I'm using antisamy for a new project, to prevent the xss vunerabilities. In the application, a user can upload content by an simple (ansi encoded) excel file. It should be possible to insert some html but no possible insert javascript and so on.

when I scan my input with antisamy, i get this errors: The a tag contained an attribute that we could not process. The href attribute had a value of "https& # 5 8 ;& # 4 7 ;& # 4 7 ;bla& # 4 6 ;bla& # 4 6 ;com& # 4 7 ;bla& # 4 7 ;...". This value could not be accepted for security reasons. We have chosen to filter the a tag in order to continue processing the input.

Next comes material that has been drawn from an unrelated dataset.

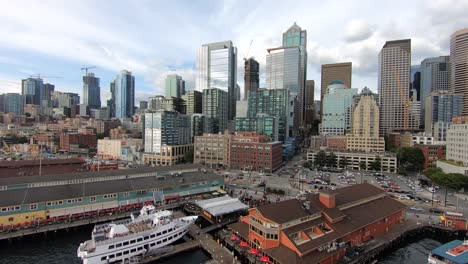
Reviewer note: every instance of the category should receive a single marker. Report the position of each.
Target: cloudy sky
(155, 38)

I added some spaces in the entities, that you can see it.

(But it should be like https://bla.bla.com/bla/...)

When i debug thru the code, the 'tainted Html input' and its href attribute seems to be right (so there is no problem with encoding of the excel file).

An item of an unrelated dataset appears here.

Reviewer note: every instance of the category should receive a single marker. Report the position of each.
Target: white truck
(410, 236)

The antisamy-policy file looks like this:

...
<regexp name="onsiteURL" value="([\w\\/\.\?=&amp;;#-~]+|#(\w)+)"/>
<regexp name="offsiteURL" value="(\s)*((ht|f)tp(s?)://|mailto:)[A-Za-z0-9]+[~a-zA-Z0-9-_\.@#$%&amp;;:,\?=/\+!]*(\s)*"/>
...
<attribute name="href">
  <regexp-list>
    <regexp name="onsiteURL"/>
    <regexp name="offsiteURL"/>
  </regexp-list>
  <literal-list>
    <literal value="javascript:void(0)"/>
  </literal-list>
</attribute>
...

I also tested the regex pattern and as i thought the link was valid. Of course not, when it's encoded by html entities.

So what's the problem?

Thanks a lot in advance

I debugged thru the AntiSamy Code a bit and now I see the problem, but I sill can't fix the problem. The htmlentities were added by antisamy AFTER validation (if I would print it on an HTML page..). But my input will be parsed by org.cyberneko.html.parsers.DOMFragmentParser in the AntiSamy library with this statement: parser.parse(new InputSource(new StringReader(html)), dom); in my a tag the href attribute contains now something like this: https://bla.bla.com/bla?frame=Frameset[undefinable character]lang=en insted of https://bla.bla.com/bla?frame=Frameset&lang=en

So it seems to be an encoding problem, that the ampersand will not be an ampersand anymore. How could find out, which encoding i should use?

Edit: The character is E2 8C A9 -> ⟨

Solution

I've done a little workaround by replacing the "&" with "&amp ;". I don't know why, but it works. And this is the only character which doesn't work properly.